The movement, as mentioned by Muruchi, consists of three major groups: FREJUEVE, COR and UEPA. All three organizations have their base in El Alto, an impoverished city above La Paz. They are connected with Aymara speaking university for indigenous rights in Bolivia. El Alto has grown to over 600,000 inhabitants and in 2010 will be bigger than La Paz. Most houses are collectives of shanty towns and do not posses simple things like gas to cook with, a major grievance of the indigenous community.
The United State’s anti-narcotic policies have targeted the supply side of the “war on drugs” focusing heavily on crop eradication. Coca has a rich heritage of indigenous cultivation that exists today and most farmers resent the fact that other governments are forcing them to eradicate a traditional crop. However, unlike Colombia with its high rates of cancer and organ defects, aerial crop eradication using chemicals is prohibited in Bolivia. Often times the military employs the farmers to uproot the coca themselves.
Putting coca for sale on international markets will considerably boost Bolivia’s economy. Coca is not legal for export for traditional products made with the leaf. However, multi-national American corporate giant Coca-Cola is allowed to import a large supply of coca leaves annually which is used for flavoring. It is an unfair hypocrisy for the struggling farmer making two dollars to feel economic oppression, but for a multinational company to expand profits worldwide.
Mr. Muruchi and the indigenous movement have valid arguments in their constant struggle. Why should multinational companies be able to come in, exploit indigenous land, use their labor and keep all the profits without regard for the native people? The US needs to listen to the grievances and cultural values of the people affected by its foreign policy. At least now the Bolivians have a president who advocates for the rights of his people and will try to prove to the world that coca is a versatile plant that can benefit the rest of the world as well as the people that farm it.
References
Panel: Mr.

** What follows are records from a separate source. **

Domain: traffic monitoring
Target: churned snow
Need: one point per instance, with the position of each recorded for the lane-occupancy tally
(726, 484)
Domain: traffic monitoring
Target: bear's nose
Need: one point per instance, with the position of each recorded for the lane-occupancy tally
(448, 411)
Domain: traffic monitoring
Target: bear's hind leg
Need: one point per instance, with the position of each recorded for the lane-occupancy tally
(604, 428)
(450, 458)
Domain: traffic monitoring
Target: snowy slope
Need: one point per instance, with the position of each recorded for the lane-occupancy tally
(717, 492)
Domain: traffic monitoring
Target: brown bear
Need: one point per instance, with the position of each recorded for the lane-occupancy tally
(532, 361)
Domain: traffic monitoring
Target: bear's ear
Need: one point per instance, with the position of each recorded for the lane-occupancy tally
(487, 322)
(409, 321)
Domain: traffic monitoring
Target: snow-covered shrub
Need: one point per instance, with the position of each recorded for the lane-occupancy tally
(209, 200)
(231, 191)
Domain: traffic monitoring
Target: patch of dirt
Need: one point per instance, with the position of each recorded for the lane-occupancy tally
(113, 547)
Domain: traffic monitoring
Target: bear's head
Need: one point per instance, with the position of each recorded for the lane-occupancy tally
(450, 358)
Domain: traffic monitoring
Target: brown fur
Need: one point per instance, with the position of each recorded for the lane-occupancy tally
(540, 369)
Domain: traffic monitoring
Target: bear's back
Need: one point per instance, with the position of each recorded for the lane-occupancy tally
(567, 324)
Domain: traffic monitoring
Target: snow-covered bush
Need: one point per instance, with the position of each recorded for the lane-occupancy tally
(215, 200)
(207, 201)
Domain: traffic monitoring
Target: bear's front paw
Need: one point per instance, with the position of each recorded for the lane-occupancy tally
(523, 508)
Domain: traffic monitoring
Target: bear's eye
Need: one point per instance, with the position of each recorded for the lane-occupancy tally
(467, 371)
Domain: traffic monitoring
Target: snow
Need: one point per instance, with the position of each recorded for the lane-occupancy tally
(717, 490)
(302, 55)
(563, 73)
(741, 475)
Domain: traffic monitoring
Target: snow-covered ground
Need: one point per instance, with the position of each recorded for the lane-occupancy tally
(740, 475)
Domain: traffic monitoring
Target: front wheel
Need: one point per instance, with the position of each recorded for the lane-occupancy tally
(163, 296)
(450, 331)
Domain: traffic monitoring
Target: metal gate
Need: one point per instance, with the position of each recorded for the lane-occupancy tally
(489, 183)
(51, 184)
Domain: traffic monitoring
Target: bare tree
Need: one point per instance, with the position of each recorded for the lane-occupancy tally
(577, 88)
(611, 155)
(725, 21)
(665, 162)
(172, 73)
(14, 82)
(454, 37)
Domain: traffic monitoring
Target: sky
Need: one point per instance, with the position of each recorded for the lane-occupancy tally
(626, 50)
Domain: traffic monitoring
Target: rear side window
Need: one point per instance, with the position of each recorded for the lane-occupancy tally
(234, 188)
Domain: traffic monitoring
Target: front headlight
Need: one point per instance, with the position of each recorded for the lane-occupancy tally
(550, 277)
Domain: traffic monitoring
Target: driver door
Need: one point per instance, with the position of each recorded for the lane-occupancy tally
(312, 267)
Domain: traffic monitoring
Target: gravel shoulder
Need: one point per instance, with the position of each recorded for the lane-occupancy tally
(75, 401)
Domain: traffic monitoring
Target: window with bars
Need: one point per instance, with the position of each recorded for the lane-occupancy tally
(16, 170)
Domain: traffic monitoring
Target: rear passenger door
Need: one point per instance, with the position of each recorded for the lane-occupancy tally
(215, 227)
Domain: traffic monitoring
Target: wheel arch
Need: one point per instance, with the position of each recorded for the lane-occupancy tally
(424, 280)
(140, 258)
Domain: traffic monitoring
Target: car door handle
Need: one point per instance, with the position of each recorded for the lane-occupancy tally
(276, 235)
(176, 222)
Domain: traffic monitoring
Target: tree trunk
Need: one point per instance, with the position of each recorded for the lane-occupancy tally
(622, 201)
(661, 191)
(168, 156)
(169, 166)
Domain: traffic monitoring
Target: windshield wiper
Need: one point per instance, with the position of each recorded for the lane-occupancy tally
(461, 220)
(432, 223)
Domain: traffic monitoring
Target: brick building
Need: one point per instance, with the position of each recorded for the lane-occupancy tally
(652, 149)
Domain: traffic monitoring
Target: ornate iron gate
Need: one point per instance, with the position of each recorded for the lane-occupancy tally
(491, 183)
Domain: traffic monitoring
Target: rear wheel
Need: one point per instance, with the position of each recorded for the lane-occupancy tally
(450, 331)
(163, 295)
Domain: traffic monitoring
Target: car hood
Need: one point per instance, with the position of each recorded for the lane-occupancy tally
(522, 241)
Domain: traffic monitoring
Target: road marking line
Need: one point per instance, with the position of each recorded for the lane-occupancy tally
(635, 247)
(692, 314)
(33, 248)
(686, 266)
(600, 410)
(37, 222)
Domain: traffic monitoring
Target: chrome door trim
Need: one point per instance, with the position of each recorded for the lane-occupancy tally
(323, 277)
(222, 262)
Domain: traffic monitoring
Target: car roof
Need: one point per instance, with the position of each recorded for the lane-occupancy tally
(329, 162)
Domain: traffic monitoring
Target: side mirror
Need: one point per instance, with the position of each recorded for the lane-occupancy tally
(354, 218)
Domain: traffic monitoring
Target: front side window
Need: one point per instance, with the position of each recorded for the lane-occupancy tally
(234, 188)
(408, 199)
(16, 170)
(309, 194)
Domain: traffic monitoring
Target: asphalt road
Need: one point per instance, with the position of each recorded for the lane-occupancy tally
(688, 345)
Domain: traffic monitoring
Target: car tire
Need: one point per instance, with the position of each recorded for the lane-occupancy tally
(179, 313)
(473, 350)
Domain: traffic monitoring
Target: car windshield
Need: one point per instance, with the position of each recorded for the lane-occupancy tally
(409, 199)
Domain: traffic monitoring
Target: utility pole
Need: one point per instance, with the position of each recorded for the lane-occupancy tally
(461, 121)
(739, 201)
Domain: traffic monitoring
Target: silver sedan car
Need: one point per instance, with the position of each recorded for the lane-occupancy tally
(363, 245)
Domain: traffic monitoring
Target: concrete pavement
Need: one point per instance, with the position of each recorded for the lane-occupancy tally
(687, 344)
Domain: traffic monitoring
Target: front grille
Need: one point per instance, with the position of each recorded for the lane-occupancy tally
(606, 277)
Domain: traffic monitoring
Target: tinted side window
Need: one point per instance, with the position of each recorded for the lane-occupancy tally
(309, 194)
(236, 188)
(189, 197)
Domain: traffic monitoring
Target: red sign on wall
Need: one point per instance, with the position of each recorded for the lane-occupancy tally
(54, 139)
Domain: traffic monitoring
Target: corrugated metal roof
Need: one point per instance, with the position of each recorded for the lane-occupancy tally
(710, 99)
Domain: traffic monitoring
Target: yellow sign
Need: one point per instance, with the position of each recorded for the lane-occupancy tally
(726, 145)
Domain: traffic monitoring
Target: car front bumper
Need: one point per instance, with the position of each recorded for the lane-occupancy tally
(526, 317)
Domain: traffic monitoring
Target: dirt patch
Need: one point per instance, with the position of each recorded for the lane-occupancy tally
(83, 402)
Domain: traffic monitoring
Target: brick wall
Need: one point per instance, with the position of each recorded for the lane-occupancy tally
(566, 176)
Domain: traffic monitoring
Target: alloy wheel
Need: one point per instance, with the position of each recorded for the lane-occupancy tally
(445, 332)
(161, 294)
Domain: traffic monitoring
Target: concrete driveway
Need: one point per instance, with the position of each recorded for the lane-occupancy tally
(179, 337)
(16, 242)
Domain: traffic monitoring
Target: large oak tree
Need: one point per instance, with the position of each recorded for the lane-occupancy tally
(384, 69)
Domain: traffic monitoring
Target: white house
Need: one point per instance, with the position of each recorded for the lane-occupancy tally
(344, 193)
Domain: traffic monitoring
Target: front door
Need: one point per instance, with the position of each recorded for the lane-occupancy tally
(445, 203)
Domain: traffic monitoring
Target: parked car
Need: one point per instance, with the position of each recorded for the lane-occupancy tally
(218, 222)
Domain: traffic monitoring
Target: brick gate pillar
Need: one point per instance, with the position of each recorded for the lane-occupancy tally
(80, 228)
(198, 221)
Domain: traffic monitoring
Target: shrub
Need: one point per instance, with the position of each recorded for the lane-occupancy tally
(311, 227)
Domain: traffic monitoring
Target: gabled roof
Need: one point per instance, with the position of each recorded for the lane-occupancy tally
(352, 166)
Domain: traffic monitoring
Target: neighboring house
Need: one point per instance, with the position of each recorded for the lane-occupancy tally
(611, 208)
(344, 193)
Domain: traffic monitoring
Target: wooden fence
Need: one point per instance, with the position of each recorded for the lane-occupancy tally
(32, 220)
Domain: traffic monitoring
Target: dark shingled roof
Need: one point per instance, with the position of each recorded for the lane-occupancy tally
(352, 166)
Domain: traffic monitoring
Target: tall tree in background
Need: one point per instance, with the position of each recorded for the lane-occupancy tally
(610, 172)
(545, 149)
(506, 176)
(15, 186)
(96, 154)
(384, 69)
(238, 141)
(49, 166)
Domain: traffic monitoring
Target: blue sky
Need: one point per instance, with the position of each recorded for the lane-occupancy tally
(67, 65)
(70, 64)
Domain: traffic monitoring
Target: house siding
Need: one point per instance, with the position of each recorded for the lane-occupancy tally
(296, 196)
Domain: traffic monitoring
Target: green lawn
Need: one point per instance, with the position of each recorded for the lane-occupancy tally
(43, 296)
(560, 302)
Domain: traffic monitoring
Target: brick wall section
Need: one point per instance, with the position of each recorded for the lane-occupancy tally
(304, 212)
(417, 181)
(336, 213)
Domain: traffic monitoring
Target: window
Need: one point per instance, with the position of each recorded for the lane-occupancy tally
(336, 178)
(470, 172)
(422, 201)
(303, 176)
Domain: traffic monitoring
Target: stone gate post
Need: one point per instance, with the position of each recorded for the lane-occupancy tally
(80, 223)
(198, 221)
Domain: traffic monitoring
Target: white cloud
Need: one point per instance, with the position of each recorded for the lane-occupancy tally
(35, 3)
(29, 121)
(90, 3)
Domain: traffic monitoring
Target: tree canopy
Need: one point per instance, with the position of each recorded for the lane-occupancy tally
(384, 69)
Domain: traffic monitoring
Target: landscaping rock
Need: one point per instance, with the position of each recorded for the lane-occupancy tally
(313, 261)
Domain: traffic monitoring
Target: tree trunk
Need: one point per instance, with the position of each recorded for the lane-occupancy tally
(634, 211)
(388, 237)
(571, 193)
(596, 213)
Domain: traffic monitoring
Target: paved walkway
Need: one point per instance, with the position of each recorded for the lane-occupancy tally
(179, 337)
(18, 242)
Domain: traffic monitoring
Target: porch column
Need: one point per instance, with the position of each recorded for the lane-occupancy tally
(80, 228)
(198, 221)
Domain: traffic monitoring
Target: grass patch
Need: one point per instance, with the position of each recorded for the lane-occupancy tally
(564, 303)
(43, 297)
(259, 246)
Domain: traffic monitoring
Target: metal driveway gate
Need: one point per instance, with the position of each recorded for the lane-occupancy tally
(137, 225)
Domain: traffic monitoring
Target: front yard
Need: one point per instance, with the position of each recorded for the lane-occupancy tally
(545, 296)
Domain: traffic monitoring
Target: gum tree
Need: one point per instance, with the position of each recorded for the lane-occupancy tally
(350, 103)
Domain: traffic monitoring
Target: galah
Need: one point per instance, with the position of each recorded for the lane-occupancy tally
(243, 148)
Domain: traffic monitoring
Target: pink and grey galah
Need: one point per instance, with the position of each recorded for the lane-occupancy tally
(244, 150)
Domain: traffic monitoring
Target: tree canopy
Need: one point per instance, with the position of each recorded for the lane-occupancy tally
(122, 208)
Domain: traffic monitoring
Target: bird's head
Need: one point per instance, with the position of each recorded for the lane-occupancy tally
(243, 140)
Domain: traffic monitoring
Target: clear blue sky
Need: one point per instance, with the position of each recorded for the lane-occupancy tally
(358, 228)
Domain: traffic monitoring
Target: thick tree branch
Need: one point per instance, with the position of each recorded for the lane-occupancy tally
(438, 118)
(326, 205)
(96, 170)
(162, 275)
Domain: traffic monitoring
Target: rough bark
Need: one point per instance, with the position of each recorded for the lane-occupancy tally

Felix Muruchi Poma: “Urban Social Movements in Bolivia”
April 14, 2006, Elliot School Series on Andean Social Movements.
Healy, Kevin. Journal of International Studies and World Affairs. “Political Ascent of Bolivia’s Coca Leaf Producer”
Sanabria, Harry “The Discourse and Practice of Repression and Resistance in the Chapare” 170-190.
Spedding, Alison. Coca and Cocaine in Bolivia: Reality and Policy Illusion. “The Coca Field as a Total Social Fact” 47-71.
Articles found on Blackboard, posted by Professor Kevin Healy.